Otra propiedad beneficiosa de la fibra a la hora de ayudarnos a perder peso o a mantenernos en un peso ideal es la capacidad que tiene de eliminar parte de los azúcares que hemos ingerido, lo cual repercute también de manera positiva en el control de la glucosa en sangre.

Contra-la-obesidad

¿Cómo la consumimos?

Desde que los nutricionistas han recomendado aumentar el consumo de fibra también hemos podido ver cómo se ampliaba la gama de productos enriquecidos con fibra. No obstante, la fibra que nuestro cuerpo asimila de manera más saludable es la que los alimentos contienen de manera natural, y no la añadida artificialmente. Un consumo excesivo de estos productos enriquecidos puede causar flatulencias, hinchazón, mala absorción de otros nutrientes y otros trastornos digestivos.

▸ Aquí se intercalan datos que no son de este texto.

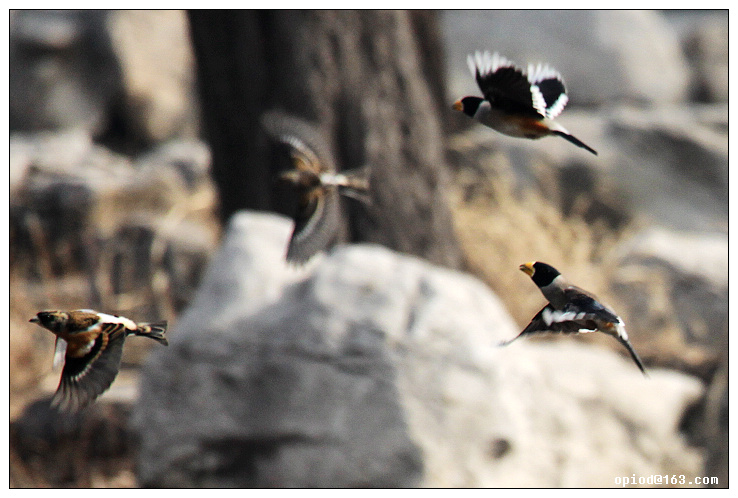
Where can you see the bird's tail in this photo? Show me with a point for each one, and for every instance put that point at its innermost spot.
(156, 331)
(622, 338)
(354, 183)
(574, 140)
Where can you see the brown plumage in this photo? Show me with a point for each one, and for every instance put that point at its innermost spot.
(516, 102)
(90, 345)
(317, 182)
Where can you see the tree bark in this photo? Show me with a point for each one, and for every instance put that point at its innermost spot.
(371, 82)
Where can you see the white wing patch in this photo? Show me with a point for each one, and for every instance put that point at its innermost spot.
(105, 318)
(552, 316)
(60, 351)
(486, 63)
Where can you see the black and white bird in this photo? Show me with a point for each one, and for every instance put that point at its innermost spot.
(517, 103)
(90, 345)
(571, 310)
(317, 182)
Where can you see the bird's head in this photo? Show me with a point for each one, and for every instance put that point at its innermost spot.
(300, 178)
(541, 273)
(468, 105)
(54, 321)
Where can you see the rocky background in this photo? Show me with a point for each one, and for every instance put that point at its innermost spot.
(368, 367)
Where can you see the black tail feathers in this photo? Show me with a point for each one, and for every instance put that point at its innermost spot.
(575, 141)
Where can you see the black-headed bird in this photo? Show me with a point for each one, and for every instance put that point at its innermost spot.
(571, 310)
(317, 182)
(90, 345)
(517, 103)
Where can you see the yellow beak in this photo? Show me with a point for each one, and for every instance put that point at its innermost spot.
(528, 269)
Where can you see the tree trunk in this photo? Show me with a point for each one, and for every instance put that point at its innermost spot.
(371, 81)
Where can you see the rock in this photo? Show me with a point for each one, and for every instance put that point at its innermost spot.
(64, 73)
(53, 449)
(368, 368)
(140, 230)
(674, 288)
(157, 67)
(704, 38)
(666, 166)
(620, 55)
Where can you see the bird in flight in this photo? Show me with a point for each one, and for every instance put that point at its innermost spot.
(571, 310)
(318, 184)
(516, 102)
(90, 345)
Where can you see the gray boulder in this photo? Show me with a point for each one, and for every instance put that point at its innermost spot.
(139, 230)
(369, 368)
(674, 288)
(63, 70)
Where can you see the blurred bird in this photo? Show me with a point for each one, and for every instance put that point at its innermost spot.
(89, 345)
(517, 103)
(317, 182)
(571, 310)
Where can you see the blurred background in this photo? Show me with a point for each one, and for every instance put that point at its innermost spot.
(141, 184)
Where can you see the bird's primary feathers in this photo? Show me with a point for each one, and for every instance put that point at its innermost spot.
(318, 184)
(517, 102)
(90, 345)
(572, 310)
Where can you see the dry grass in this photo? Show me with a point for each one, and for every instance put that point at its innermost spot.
(501, 225)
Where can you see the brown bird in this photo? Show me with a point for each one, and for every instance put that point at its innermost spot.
(571, 310)
(517, 103)
(90, 345)
(317, 183)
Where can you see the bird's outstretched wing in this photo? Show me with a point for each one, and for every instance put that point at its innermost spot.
(586, 306)
(503, 84)
(84, 378)
(549, 320)
(308, 148)
(548, 90)
(316, 222)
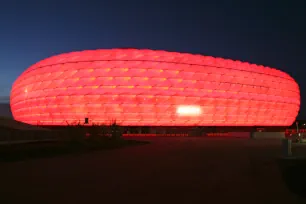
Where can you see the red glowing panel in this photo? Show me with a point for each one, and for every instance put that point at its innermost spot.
(146, 87)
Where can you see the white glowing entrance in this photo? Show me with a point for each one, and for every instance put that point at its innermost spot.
(188, 110)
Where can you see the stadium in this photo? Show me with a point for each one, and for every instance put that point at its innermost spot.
(153, 88)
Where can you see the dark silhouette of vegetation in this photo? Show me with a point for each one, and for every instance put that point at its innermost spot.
(74, 138)
(293, 173)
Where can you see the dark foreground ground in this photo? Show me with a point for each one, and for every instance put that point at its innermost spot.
(169, 170)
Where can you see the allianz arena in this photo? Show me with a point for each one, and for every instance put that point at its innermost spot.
(153, 88)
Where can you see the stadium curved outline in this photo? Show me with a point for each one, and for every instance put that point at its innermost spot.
(139, 87)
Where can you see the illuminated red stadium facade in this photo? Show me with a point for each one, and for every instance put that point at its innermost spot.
(153, 88)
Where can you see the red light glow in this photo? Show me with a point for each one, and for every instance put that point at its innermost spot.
(188, 110)
(153, 88)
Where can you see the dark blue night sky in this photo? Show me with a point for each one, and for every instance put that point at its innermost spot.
(271, 33)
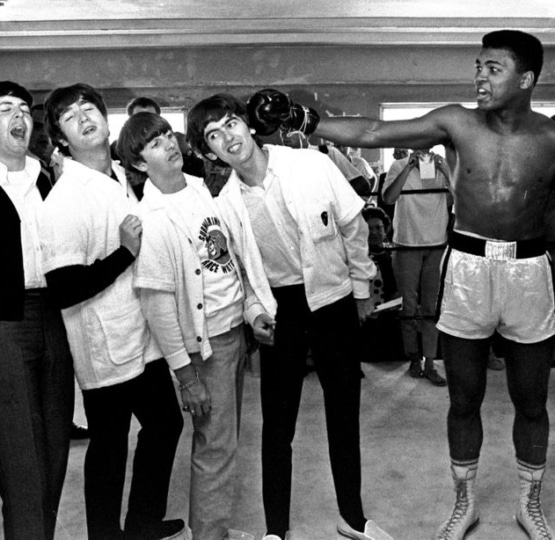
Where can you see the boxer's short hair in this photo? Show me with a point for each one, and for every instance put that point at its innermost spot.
(525, 48)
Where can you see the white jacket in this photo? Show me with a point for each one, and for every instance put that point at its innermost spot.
(169, 261)
(333, 235)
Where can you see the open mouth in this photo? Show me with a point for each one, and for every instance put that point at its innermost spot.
(234, 148)
(18, 132)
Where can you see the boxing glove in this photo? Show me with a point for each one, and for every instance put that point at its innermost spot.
(270, 110)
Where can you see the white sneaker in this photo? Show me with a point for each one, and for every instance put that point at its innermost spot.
(371, 531)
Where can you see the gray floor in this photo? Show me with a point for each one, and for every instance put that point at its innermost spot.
(406, 484)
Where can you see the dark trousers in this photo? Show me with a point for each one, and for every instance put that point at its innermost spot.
(331, 333)
(36, 409)
(151, 397)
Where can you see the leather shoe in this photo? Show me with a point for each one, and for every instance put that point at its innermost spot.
(79, 432)
(164, 530)
(371, 531)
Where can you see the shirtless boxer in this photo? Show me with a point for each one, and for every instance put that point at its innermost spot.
(496, 273)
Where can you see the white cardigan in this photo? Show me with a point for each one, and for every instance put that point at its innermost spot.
(168, 261)
(334, 250)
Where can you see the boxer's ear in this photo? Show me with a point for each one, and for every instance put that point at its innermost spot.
(527, 80)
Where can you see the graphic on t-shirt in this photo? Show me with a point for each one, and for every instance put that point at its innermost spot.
(216, 245)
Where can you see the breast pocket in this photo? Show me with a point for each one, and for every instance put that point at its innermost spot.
(321, 222)
(122, 335)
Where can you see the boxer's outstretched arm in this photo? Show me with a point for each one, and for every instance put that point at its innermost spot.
(423, 132)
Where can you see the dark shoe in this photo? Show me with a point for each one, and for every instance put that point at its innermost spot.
(165, 530)
(79, 432)
(415, 369)
(434, 377)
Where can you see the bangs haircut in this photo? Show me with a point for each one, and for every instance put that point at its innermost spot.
(526, 49)
(211, 109)
(138, 130)
(10, 88)
(60, 99)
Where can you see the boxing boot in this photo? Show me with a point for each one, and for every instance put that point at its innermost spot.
(529, 513)
(464, 515)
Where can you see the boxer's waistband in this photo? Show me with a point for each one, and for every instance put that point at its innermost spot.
(493, 249)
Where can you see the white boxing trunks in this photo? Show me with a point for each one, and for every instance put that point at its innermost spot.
(491, 285)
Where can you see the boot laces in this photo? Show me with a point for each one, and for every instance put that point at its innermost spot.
(534, 512)
(459, 511)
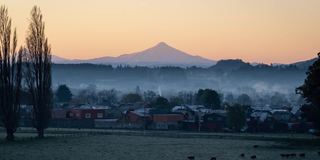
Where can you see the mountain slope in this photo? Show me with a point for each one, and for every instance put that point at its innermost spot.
(305, 64)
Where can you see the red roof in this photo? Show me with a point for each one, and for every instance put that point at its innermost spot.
(167, 117)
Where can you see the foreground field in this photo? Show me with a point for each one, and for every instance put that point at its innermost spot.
(84, 146)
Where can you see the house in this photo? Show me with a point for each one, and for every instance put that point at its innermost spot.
(87, 112)
(191, 112)
(59, 113)
(282, 115)
(166, 121)
(107, 123)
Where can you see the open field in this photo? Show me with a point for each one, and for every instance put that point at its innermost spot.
(105, 145)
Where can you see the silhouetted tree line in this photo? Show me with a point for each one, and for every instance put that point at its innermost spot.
(25, 75)
(310, 90)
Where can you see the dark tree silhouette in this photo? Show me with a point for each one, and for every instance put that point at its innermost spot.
(10, 75)
(209, 98)
(39, 71)
(244, 99)
(131, 98)
(310, 90)
(63, 94)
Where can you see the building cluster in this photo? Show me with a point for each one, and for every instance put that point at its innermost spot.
(184, 117)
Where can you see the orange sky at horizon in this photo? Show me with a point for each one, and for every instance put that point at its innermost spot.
(268, 31)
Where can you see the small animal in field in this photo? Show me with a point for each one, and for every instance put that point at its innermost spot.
(302, 155)
(284, 155)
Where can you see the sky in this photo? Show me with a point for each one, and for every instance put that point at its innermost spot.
(263, 31)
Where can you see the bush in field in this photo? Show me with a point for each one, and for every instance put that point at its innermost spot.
(310, 90)
(63, 93)
(209, 98)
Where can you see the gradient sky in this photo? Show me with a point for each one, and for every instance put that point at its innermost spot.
(279, 31)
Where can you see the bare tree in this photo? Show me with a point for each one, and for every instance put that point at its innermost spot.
(10, 75)
(39, 71)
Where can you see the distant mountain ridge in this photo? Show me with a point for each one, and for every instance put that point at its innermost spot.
(160, 55)
(164, 55)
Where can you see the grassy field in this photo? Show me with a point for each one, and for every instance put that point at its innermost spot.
(85, 145)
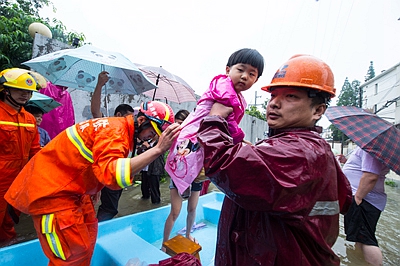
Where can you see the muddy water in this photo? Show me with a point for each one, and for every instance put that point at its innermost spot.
(388, 230)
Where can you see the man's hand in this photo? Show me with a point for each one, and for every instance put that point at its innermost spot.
(221, 110)
(103, 78)
(168, 136)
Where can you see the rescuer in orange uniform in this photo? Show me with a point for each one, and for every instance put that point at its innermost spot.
(55, 186)
(19, 138)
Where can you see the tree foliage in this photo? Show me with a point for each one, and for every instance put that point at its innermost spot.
(350, 95)
(371, 72)
(16, 43)
(253, 111)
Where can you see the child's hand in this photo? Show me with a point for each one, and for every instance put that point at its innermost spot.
(221, 110)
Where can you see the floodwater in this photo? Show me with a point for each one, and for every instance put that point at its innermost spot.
(388, 229)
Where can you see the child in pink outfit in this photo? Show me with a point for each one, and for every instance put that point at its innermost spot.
(243, 69)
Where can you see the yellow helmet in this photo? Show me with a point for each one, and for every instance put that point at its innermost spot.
(18, 78)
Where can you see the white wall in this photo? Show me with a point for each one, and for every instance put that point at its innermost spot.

La mejor opción consiste en elegir alimentos ricos en fibra:

  • Frutas
  • Vegetales
  • Legumbres
  • Cereales integrales
  • Frutos y frutas secas
  • Semillas
¿Cómo-la-consumimos

Es fundamental beber agua

Si aumentamos el consumo de fibra también deberemos prestar una atención especial a la cantidad de agua que bebemos fuera de las comidas, la cual será indispensable para digerir la fibra. Debemos beber entre un litro y medio y dos litros de agua al día.

Si hasta ahora no ingeríamos demasiada fibra, los primeros días que lo hagamos podemos sentir algunas molestias digestivas o incluso tener un poco de estreñimiento, como parte del proceso de transición. Aliviaremos estos trastornos aumentando el consumo de agua y tomando algún laxante natural como la zaragatona (Plantago psyllium) o las semillas de lino.